A mulher dele, Elaine, morreu na hora, vítima de politraumatismo. Médicos e socorristas da Autovias fizeram parto de urgência e o bebê, que era prematuro de sete meses, sobreviveu. Foi levado para o CTI da Santa Casa, mas doze horas depois, já no domingo, sofreu uma parada cardiorrespiratória e não resistiu.

O menino Rogério também precisou ficar no CTI. Ele passou dias com um dreno para eliminar líquido que acumulou no pulmão por causa do impacto que sofreu no acidente. O pai teve alta no domingo, mas só foi visitar o filho na quinta-feira.

“Estava com dores nas costas e na cabeça por causa da pancada, por isso só vim hoje [quinta]”, disse Diego, que estava dormindo na chácara dos amigos. “Não quis ficar sozinho na mesma casa onde a gente morava em Patrocínio.”

Diego está com uma tala no braço esquerdo, que se quebrou em três partes. Ele sofreu ainda escoriações no rosto e nas pernas e precisou dar pontos nos pés.

O lavrador disse que ficou inconsciente após o acidente e, quando acordou, já estava na Santa Casa. A psicóloga do hospital foi quem lhe contou sobre as mortes da mulher e do filho recém-nascido. “Foi uma surpresa. Chorei muito. Não acreditei. Pedi para ver os dois mortos pra acreditar. Se só me falassem não ia acreditar. Vi os [corpos] dois para ter certeza.”

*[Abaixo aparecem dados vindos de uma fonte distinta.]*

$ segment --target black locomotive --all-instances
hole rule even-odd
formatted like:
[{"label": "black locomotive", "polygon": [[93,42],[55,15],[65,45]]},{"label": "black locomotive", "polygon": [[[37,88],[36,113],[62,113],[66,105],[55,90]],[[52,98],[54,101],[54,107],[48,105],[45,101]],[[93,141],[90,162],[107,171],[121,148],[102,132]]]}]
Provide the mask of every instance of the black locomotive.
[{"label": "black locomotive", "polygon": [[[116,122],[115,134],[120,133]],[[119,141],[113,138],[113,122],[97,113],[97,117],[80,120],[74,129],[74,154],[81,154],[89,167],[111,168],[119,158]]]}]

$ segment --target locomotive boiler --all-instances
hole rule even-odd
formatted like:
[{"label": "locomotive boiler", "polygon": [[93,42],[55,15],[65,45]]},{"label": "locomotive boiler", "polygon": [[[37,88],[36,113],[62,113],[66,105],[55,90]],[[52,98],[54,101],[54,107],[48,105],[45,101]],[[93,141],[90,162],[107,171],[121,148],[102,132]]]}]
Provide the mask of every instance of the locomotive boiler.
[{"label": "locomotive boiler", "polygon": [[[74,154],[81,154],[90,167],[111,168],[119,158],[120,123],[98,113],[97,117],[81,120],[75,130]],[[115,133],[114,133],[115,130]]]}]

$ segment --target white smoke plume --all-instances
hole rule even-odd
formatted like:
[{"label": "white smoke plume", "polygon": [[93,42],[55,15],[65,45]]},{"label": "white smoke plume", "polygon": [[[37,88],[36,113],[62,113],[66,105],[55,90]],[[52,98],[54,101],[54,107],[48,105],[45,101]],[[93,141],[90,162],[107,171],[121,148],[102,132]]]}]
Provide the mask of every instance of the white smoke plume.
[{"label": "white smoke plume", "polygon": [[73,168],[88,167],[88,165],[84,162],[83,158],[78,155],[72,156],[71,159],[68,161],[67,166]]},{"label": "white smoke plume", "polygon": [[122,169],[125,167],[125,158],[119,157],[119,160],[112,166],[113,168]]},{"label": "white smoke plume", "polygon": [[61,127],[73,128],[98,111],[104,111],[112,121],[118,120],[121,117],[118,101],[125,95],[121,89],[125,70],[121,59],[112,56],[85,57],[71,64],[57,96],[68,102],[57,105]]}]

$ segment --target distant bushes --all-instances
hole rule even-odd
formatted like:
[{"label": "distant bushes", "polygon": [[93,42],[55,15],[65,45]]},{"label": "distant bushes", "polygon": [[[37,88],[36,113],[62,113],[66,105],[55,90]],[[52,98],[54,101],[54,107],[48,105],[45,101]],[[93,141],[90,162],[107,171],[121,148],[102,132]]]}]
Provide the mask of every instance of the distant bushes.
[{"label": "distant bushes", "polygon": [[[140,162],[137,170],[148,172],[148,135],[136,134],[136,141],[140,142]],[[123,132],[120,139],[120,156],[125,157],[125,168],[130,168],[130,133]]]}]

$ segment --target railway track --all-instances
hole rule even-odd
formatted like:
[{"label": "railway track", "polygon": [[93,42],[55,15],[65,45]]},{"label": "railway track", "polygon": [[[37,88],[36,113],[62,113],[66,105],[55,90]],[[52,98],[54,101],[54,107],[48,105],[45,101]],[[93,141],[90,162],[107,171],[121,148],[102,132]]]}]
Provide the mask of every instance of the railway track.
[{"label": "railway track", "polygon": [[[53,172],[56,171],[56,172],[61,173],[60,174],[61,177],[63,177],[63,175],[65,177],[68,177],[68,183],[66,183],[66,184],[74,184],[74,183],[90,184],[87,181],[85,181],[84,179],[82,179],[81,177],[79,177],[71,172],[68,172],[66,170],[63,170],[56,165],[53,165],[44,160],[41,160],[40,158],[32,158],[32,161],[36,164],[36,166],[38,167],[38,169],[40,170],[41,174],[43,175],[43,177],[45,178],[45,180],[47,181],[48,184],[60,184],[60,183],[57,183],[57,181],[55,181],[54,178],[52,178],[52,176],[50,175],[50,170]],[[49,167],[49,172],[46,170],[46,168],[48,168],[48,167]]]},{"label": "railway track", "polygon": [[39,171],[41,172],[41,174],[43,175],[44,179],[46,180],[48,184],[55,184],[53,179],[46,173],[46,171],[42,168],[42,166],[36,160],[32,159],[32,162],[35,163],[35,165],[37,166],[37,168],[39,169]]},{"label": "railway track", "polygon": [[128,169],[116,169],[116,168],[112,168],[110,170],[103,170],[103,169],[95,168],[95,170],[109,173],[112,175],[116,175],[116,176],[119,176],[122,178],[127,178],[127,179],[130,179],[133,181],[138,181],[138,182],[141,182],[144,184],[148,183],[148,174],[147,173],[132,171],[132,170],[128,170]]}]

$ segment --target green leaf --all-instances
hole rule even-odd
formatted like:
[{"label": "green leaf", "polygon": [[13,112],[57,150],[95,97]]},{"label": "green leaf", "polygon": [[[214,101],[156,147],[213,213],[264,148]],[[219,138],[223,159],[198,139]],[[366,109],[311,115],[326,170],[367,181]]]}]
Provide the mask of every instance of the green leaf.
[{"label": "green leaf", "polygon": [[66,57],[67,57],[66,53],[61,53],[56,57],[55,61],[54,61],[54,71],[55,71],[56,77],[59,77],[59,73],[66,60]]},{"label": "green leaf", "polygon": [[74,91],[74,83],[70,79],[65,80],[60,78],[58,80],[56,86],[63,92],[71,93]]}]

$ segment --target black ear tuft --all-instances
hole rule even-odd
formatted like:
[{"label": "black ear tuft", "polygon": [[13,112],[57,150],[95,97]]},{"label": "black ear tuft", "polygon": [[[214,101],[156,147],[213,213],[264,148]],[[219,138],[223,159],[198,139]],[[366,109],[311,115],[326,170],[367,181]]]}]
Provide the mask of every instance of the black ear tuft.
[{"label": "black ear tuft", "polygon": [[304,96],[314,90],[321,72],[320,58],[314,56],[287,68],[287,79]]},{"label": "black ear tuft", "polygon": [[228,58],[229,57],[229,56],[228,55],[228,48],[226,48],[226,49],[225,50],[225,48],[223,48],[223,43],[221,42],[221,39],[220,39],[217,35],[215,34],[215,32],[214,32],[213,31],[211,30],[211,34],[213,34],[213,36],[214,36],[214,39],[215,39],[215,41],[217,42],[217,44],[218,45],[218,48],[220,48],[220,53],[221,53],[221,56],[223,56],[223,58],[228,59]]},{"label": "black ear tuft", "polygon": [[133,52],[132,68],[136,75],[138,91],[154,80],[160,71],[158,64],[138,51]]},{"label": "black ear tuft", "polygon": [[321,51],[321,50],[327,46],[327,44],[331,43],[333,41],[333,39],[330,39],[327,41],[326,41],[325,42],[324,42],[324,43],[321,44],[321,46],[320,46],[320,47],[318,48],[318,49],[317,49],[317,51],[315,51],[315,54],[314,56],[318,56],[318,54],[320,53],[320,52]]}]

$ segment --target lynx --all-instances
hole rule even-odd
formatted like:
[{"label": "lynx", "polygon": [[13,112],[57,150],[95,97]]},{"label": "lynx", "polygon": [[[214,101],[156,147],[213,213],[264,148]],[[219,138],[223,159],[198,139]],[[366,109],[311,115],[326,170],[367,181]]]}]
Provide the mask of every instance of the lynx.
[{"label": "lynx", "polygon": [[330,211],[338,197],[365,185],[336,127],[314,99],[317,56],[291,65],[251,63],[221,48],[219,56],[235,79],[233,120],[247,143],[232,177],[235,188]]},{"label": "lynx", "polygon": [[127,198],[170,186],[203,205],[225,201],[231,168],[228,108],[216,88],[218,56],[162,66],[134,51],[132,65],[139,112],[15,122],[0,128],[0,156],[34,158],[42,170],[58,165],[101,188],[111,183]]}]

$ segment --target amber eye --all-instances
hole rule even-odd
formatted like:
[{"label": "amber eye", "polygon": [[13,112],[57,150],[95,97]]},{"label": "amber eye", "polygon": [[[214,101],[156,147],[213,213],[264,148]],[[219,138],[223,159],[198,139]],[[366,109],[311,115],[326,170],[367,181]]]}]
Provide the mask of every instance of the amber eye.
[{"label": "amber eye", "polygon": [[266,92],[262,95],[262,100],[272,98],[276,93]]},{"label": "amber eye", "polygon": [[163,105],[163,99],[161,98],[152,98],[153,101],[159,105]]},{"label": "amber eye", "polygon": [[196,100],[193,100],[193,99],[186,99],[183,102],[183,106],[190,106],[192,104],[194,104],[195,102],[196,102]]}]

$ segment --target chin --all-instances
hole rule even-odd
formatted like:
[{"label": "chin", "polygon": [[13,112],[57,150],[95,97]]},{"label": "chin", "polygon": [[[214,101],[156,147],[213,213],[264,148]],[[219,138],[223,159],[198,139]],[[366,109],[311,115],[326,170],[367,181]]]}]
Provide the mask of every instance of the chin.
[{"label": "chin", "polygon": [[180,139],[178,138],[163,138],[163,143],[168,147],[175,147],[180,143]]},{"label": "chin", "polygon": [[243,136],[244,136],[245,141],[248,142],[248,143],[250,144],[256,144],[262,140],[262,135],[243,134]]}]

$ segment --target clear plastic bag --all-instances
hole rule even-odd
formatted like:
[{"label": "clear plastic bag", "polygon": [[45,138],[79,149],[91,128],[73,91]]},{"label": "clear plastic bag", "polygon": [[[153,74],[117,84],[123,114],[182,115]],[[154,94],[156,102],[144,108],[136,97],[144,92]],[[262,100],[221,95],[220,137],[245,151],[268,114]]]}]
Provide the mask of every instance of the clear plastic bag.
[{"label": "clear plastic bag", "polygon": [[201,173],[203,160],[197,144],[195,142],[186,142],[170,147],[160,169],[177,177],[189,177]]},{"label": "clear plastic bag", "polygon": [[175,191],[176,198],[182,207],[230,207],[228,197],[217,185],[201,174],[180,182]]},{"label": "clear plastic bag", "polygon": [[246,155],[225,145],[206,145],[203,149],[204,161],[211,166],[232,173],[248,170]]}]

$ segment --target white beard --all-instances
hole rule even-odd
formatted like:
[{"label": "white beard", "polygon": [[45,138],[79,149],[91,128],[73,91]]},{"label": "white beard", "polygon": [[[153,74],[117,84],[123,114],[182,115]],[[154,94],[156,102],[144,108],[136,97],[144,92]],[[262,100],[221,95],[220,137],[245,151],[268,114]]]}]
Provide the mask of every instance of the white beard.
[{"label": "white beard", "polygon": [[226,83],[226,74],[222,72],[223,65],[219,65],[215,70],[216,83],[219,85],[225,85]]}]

No dia do acidente, houve comentários de que Diego estaria bêbado. Ele nega. “Não bebi no dia.”

Diego diz que gostaria de voltar ao tempo e mudar a história. “Está complicado. Tenho um sentimento de culpa quando deito e penso em tudo e aí procuro um culpado para tudo. Se pudesse voltar e deixar eles (sic) na chácara...” Para Rogério, o pai e as vizinhas contam que a mãe está dormindo, ao lado do “papai do céu”. O garoto não pergunta do irmãozinho.

PÍLULA
Diego disse que ele e a mulher decidiram ter mais um filho depois que a renda dele melhorou. Ela parou de tomar pílulas contraceptivas e após quatro meses conseguiu engravidar. “O meu filho também pedia sempre um irmãozinho. Ele conversava muito com ele quando mexia na barriga. Mas até agora só perguntou da mãe.”

A família planejava visitar os parentes na Bahia após o Natal, mas não houve tempo. Foram os familiares que viajaram para cá: vieram na semana passada acompanhar o traslado dos corpos de Elaine e Lincoln para o enterro em Anagé, distante 1,2 mil quilômetros. Diego não foi ao enterro.